Wright’s Gingkos

 

  Until it gave up in 1992 there was a ginkgo tree in front of Frank Lloyd Wright’s first home in Oak Park, Illinois.  The one pictured above still thrives behind the home and to the side of the studio addition.  The historic site book shop is named for it.

  At first sight, Wright had been attracted to that lot on the corner of Chicago and Forest streets which was owned and profusely planted with native and exotic species by Scottish landscaper John Blair.  “I remember well that I came to Oak Park to live for no other reason than… the remarkable character of the foliage on the old Blair lot.”

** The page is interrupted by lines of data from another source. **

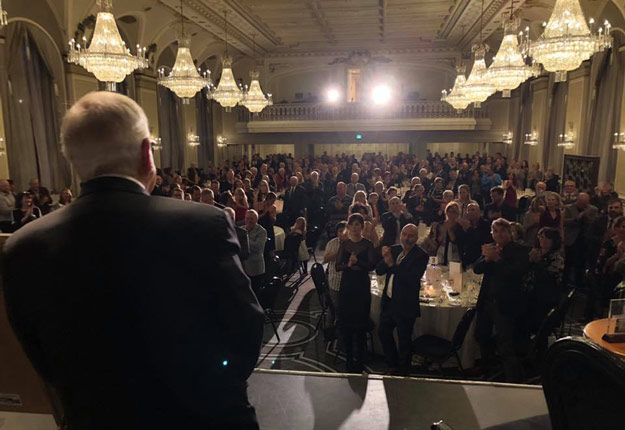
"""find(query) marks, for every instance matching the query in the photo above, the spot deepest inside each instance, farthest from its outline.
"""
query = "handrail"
(358, 111)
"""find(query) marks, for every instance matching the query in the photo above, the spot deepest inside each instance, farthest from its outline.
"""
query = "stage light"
(381, 94)
(333, 95)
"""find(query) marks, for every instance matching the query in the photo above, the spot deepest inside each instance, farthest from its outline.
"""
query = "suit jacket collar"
(111, 183)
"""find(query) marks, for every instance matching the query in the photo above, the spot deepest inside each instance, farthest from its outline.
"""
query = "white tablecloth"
(438, 318)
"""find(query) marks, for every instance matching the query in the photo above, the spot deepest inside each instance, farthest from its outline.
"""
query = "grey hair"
(102, 134)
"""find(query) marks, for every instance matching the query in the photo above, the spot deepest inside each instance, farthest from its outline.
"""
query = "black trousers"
(506, 335)
(405, 326)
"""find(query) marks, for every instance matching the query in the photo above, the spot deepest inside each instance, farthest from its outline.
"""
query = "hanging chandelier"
(253, 98)
(4, 20)
(478, 88)
(193, 139)
(508, 69)
(227, 93)
(531, 139)
(184, 79)
(107, 57)
(456, 97)
(567, 40)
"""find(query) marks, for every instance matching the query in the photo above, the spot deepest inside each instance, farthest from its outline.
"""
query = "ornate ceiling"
(314, 27)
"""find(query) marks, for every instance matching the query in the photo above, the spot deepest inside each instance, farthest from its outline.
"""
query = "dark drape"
(171, 129)
(33, 142)
(204, 117)
(556, 124)
(524, 121)
(607, 71)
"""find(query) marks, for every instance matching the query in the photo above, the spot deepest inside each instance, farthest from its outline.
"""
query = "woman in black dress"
(356, 258)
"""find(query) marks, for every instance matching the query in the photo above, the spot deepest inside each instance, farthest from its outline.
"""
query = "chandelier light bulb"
(567, 40)
(381, 94)
(107, 56)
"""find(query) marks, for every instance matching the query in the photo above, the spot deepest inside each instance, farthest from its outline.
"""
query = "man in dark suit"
(498, 208)
(294, 201)
(394, 221)
(126, 343)
(502, 303)
(404, 266)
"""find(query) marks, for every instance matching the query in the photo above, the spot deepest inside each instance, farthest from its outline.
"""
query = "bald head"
(409, 236)
(107, 133)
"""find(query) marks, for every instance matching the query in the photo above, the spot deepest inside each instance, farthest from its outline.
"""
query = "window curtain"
(171, 129)
(556, 124)
(204, 117)
(33, 129)
(606, 82)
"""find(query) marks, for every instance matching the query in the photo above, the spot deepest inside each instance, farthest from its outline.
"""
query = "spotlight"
(333, 95)
(381, 94)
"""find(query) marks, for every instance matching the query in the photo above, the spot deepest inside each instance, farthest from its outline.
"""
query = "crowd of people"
(532, 237)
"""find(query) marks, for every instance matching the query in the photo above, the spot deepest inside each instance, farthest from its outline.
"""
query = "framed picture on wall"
(584, 170)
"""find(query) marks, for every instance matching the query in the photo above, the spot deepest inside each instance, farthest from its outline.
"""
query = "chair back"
(539, 343)
(584, 386)
(268, 292)
(462, 328)
(320, 280)
(565, 304)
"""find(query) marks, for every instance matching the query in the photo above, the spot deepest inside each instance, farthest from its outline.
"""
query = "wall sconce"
(222, 141)
(619, 141)
(531, 139)
(193, 139)
(567, 140)
(157, 143)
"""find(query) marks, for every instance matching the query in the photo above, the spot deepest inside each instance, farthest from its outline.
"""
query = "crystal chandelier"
(3, 16)
(478, 88)
(456, 97)
(619, 141)
(253, 98)
(107, 56)
(184, 79)
(193, 139)
(227, 93)
(531, 139)
(567, 40)
(508, 69)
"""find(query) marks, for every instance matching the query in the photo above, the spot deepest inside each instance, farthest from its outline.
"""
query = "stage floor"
(301, 400)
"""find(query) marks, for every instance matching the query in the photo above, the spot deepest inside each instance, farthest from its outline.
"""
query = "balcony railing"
(358, 111)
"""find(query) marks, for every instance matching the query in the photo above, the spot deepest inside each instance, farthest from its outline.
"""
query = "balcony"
(314, 117)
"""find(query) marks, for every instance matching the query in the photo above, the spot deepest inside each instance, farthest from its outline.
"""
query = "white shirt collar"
(130, 178)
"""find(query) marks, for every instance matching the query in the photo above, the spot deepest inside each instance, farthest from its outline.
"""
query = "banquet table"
(439, 316)
(596, 329)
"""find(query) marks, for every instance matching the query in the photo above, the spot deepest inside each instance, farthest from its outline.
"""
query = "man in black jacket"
(126, 343)
(404, 266)
(502, 303)
(394, 221)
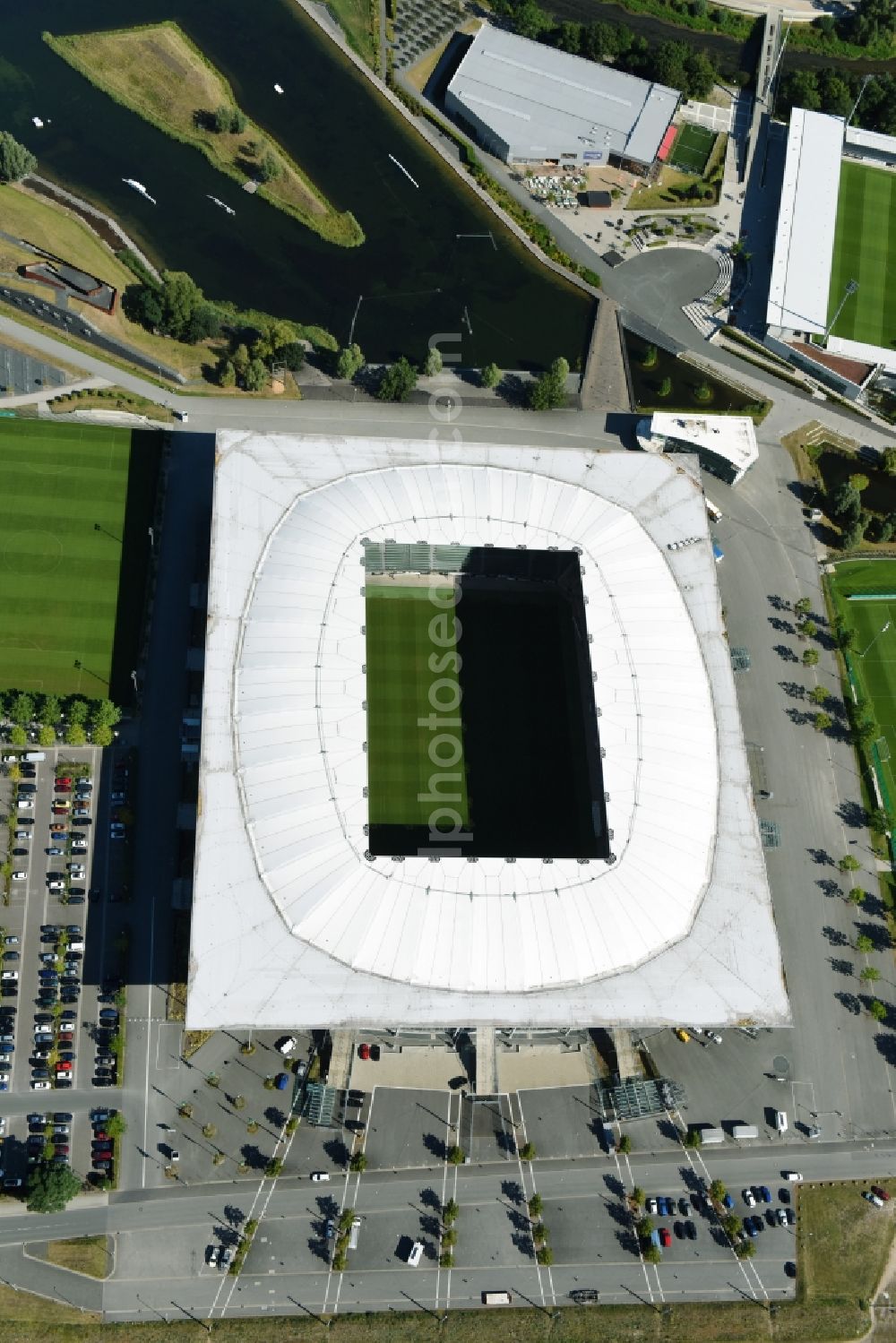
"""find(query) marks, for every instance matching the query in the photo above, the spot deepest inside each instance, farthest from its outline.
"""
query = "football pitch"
(871, 584)
(403, 756)
(692, 148)
(866, 252)
(62, 521)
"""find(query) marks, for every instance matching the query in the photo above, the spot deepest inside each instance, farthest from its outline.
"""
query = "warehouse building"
(527, 102)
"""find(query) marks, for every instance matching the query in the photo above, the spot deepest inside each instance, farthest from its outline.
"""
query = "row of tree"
(72, 718)
(834, 91)
(675, 64)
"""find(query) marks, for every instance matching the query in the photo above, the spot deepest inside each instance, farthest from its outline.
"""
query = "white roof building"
(295, 925)
(726, 444)
(806, 223)
(528, 102)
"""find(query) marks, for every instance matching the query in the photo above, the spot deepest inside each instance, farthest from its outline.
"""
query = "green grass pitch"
(58, 573)
(876, 670)
(692, 148)
(866, 250)
(400, 678)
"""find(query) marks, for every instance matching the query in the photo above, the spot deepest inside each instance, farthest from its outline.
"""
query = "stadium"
(834, 263)
(470, 745)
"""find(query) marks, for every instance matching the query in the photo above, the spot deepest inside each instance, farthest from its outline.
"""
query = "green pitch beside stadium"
(400, 645)
(866, 250)
(62, 516)
(874, 673)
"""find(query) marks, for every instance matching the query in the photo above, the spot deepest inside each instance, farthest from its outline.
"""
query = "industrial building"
(525, 102)
(297, 920)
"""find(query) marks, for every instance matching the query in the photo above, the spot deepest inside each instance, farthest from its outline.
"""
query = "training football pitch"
(62, 520)
(401, 642)
(864, 594)
(692, 148)
(866, 252)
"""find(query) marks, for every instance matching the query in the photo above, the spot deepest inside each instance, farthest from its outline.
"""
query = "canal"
(435, 260)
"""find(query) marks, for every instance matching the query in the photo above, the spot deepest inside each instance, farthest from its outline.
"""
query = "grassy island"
(156, 72)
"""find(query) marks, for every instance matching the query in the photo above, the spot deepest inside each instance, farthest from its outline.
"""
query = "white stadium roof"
(295, 925)
(806, 222)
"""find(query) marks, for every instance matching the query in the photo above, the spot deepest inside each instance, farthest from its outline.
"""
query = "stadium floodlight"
(852, 285)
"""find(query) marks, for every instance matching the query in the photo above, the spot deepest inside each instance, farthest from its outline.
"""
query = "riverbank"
(158, 73)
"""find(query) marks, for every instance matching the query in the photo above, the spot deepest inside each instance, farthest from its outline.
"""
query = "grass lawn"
(56, 230)
(357, 21)
(874, 673)
(73, 557)
(866, 250)
(692, 148)
(400, 646)
(85, 1254)
(156, 72)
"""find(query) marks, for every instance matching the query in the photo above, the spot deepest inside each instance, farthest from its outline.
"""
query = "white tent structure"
(296, 925)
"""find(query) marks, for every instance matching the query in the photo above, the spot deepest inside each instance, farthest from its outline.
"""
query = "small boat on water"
(139, 185)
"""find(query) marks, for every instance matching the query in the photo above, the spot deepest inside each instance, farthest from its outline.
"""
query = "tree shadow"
(338, 1151)
(834, 936)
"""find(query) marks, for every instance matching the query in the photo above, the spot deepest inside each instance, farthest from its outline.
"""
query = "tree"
(351, 361)
(50, 1187)
(433, 363)
(255, 376)
(269, 168)
(15, 160)
(398, 382)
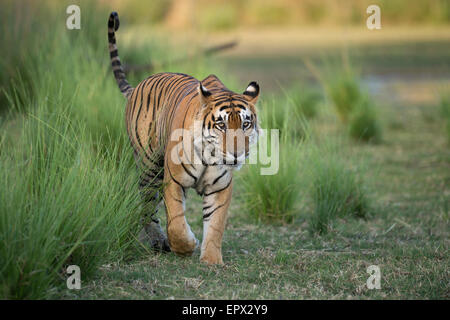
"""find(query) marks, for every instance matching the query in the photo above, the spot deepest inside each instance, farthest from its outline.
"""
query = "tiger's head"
(229, 124)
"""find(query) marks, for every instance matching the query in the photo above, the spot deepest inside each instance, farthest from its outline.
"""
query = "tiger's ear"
(204, 94)
(252, 92)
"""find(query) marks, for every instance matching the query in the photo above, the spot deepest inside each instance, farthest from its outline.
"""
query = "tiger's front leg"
(182, 240)
(215, 210)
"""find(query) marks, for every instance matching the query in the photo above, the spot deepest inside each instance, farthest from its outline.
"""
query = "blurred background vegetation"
(364, 127)
(235, 14)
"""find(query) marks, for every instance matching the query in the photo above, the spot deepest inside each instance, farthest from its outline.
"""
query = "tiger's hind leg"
(152, 233)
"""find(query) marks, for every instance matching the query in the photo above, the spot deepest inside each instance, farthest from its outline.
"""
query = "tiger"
(209, 117)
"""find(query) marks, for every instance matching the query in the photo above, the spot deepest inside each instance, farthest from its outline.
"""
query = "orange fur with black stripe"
(187, 133)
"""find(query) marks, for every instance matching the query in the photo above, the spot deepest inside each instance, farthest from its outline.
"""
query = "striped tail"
(119, 74)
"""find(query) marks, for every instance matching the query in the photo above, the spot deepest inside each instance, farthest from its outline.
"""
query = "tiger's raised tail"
(119, 74)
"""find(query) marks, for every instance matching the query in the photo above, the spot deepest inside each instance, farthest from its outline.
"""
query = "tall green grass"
(69, 187)
(275, 198)
(445, 113)
(61, 202)
(352, 102)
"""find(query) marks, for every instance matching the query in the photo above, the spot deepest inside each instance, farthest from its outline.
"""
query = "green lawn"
(69, 189)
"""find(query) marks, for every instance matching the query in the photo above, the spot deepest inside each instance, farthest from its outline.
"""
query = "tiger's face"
(229, 126)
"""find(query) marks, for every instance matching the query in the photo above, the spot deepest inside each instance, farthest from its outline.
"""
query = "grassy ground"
(406, 236)
(69, 196)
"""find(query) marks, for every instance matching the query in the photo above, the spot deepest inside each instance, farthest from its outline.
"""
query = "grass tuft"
(336, 191)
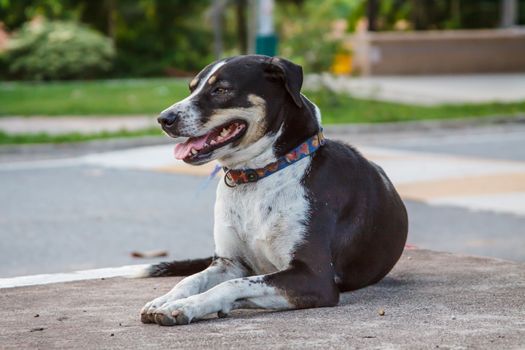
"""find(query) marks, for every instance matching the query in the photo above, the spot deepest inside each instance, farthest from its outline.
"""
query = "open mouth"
(200, 147)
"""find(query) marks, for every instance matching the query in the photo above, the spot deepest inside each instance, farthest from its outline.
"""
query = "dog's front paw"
(147, 314)
(179, 312)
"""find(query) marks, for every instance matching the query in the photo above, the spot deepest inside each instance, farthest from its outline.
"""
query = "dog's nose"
(166, 119)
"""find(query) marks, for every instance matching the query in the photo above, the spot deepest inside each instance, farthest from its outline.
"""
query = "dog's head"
(235, 106)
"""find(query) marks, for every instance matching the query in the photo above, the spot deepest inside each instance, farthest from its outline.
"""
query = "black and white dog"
(298, 219)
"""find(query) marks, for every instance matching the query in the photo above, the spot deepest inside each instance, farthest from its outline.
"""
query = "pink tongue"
(182, 150)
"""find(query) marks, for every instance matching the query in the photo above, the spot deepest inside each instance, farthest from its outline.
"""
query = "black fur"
(178, 268)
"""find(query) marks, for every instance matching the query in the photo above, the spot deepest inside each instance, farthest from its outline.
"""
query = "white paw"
(179, 312)
(147, 314)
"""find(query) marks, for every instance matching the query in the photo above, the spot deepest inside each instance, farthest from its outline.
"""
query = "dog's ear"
(289, 73)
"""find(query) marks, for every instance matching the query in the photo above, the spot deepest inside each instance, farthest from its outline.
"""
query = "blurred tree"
(433, 14)
(152, 37)
(44, 50)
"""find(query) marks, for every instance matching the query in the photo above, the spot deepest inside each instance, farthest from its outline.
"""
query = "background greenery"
(149, 96)
(58, 50)
(174, 37)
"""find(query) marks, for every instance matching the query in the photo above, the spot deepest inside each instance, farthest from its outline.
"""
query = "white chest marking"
(263, 222)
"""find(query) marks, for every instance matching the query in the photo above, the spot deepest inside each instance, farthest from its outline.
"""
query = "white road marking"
(33, 280)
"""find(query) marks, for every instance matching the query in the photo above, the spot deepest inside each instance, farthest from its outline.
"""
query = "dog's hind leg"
(219, 271)
(294, 288)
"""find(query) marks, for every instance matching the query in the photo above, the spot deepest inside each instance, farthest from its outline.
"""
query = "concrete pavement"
(431, 300)
(428, 90)
(92, 208)
(75, 124)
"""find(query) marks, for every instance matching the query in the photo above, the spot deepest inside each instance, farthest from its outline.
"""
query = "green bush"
(58, 50)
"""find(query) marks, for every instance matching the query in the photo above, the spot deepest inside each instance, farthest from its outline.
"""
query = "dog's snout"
(167, 119)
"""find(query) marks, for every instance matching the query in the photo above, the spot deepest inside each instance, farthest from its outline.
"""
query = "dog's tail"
(175, 268)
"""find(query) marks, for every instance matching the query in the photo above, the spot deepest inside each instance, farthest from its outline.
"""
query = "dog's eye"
(220, 91)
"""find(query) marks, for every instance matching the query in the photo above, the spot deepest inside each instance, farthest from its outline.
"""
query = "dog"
(298, 218)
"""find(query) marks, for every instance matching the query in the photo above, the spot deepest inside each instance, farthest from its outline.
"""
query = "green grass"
(110, 97)
(149, 96)
(341, 109)
(21, 139)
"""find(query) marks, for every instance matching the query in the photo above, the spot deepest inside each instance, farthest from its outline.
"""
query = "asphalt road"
(69, 217)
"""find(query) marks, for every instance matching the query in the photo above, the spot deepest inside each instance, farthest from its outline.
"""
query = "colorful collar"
(234, 177)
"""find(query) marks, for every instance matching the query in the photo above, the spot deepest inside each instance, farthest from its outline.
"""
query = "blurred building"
(462, 51)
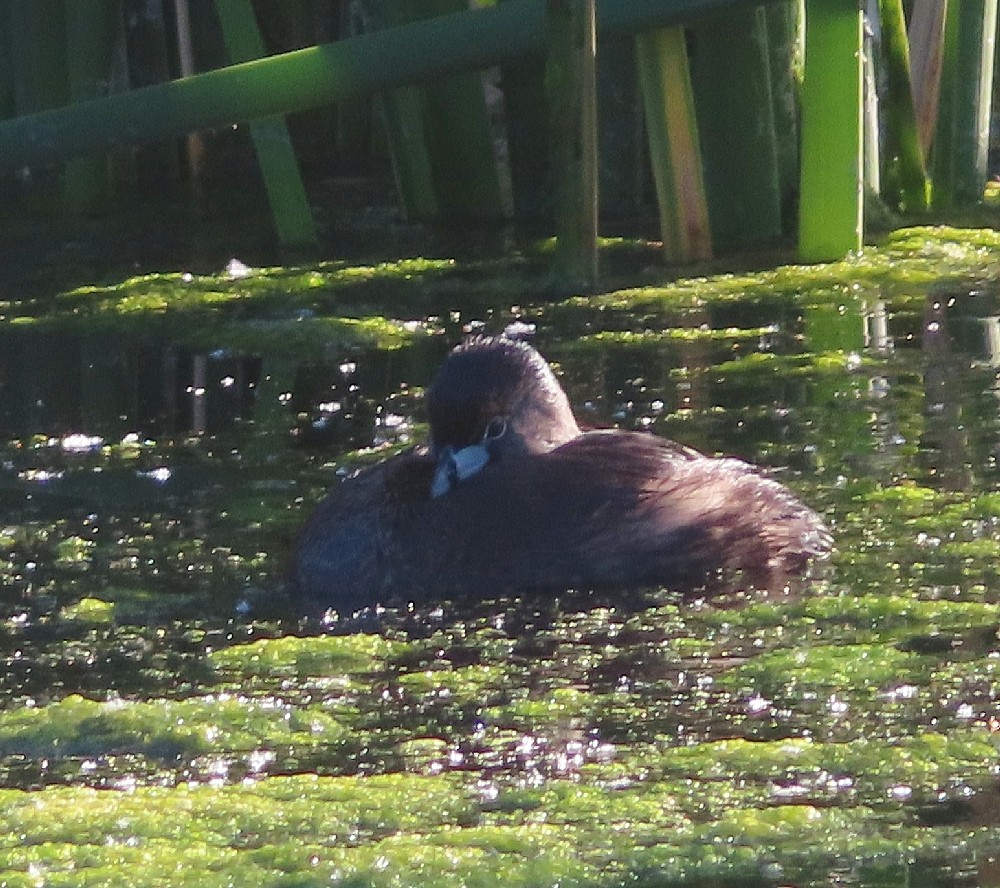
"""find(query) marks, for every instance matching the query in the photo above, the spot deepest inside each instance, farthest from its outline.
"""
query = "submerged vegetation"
(167, 720)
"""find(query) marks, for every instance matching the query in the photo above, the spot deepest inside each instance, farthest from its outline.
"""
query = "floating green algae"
(157, 729)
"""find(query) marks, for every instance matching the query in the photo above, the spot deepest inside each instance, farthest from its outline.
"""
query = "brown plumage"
(511, 496)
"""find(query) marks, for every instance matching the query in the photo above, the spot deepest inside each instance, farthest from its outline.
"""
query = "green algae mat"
(167, 720)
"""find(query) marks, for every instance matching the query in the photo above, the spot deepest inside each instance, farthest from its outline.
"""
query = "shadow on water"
(151, 491)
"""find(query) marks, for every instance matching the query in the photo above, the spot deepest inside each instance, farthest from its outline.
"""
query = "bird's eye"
(496, 428)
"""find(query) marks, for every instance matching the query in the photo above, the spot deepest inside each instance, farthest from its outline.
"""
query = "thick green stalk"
(830, 211)
(673, 144)
(904, 178)
(736, 127)
(316, 76)
(282, 180)
(439, 133)
(785, 46)
(961, 140)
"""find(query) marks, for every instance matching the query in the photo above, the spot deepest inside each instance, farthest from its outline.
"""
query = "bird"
(510, 496)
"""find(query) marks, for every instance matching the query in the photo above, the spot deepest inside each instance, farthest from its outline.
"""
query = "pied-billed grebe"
(511, 496)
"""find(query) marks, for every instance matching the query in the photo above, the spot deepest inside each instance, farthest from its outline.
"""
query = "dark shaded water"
(151, 492)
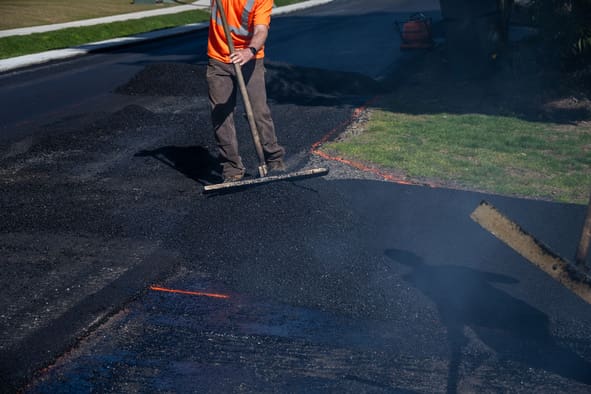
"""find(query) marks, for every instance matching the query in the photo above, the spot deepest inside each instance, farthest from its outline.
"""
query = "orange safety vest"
(242, 16)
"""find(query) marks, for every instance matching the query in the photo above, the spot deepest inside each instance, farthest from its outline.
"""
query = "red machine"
(416, 32)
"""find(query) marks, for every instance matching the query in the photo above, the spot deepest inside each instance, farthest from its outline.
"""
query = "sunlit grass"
(39, 42)
(495, 154)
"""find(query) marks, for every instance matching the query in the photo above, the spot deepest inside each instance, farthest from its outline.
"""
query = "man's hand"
(242, 56)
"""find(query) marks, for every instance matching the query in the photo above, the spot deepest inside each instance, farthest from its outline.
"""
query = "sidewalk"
(200, 5)
(61, 54)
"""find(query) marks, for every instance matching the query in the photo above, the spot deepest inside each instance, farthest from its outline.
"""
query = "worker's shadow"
(513, 329)
(195, 162)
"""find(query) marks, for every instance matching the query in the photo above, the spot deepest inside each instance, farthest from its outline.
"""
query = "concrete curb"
(61, 54)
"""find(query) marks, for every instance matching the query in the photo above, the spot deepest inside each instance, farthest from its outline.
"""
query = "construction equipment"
(253, 129)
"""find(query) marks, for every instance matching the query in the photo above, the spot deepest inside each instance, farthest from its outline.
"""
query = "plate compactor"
(263, 178)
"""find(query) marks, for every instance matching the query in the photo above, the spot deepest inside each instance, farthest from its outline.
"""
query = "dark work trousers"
(223, 85)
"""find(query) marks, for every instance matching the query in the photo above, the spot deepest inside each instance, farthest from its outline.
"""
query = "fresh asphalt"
(344, 283)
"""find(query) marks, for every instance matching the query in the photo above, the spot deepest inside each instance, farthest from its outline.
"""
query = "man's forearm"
(259, 37)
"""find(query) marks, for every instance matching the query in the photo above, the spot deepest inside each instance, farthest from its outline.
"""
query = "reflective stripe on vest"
(241, 30)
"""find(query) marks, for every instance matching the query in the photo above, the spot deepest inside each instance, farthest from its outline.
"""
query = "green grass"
(494, 154)
(25, 13)
(39, 42)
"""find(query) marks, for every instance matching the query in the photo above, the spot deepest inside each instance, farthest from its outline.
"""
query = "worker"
(248, 21)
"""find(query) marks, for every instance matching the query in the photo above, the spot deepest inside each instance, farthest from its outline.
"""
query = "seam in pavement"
(62, 54)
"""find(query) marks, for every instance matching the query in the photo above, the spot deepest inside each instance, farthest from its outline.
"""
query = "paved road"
(343, 283)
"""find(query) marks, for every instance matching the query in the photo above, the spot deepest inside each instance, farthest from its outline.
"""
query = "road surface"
(343, 283)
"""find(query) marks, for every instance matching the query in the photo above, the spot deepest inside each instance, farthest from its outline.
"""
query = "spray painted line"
(315, 150)
(194, 293)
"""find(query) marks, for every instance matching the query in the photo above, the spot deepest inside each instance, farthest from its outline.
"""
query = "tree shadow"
(514, 330)
(195, 162)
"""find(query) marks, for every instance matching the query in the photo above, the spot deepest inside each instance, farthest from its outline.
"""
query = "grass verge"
(490, 153)
(25, 13)
(40, 42)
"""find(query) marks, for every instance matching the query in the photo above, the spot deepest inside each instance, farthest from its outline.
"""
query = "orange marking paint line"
(195, 293)
(386, 176)
(362, 167)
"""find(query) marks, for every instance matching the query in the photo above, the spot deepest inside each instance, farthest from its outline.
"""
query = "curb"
(15, 63)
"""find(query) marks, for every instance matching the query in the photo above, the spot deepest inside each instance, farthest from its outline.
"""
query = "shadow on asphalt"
(195, 162)
(467, 298)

   A few days ago while watching the gingko in our backyard drop nearly all of the green jewels of its crown in the span of just a few hours, I began to wonder what role gingko might have played in the evolution of Wright’s Prairie Style.  They are beautiful, but idiosyncratic, and though once widespread, the extant species has not naturally existed outside a small part of China since the Pliocene.

    They stand out.  They look like their progenitor must have been an initial sincere attempt at arboreal architecture by a divine novice – one with only a schematic set of instructions from his/her master.  The branches all stick out and up from the trunk in a more or less regular fashion and at a more or less forty-five degree angle.  Though plentiful, they are too brittle to make for good climbing.  (Look at ours and you’ll see how I figured that out.)

  They are dioecious which means that there are separate male and female plants.  A seed is an inch or so long, light yellow brown, soft, and stinks.  Smells so bad, in fact, that upon the odiferous encounter many look about and step with care thereafter.

  The steep gables of the Platonic triangular west façade of the Wright home vaguely parallel the gingko vectors.  The lines of Wright homes 1895 – 1898 do to a lesser degree.  The lines of his studio, built in 1898 do not at all, nor does any part of the Prairie aesthetic.

  It’s probably my over active imagination again, but I wonder if at some point in the mid 1890s the alien acute angularity and proclivities of the gingko catalyzed the transmutation of shapes and shadows of local species into the leitmotif of his Prairie Style.  Hmmm…

 *Wright’s home was designed in 1889.  The  Frank Thomas home (above) just a block down  Forest Ave was built in 1901.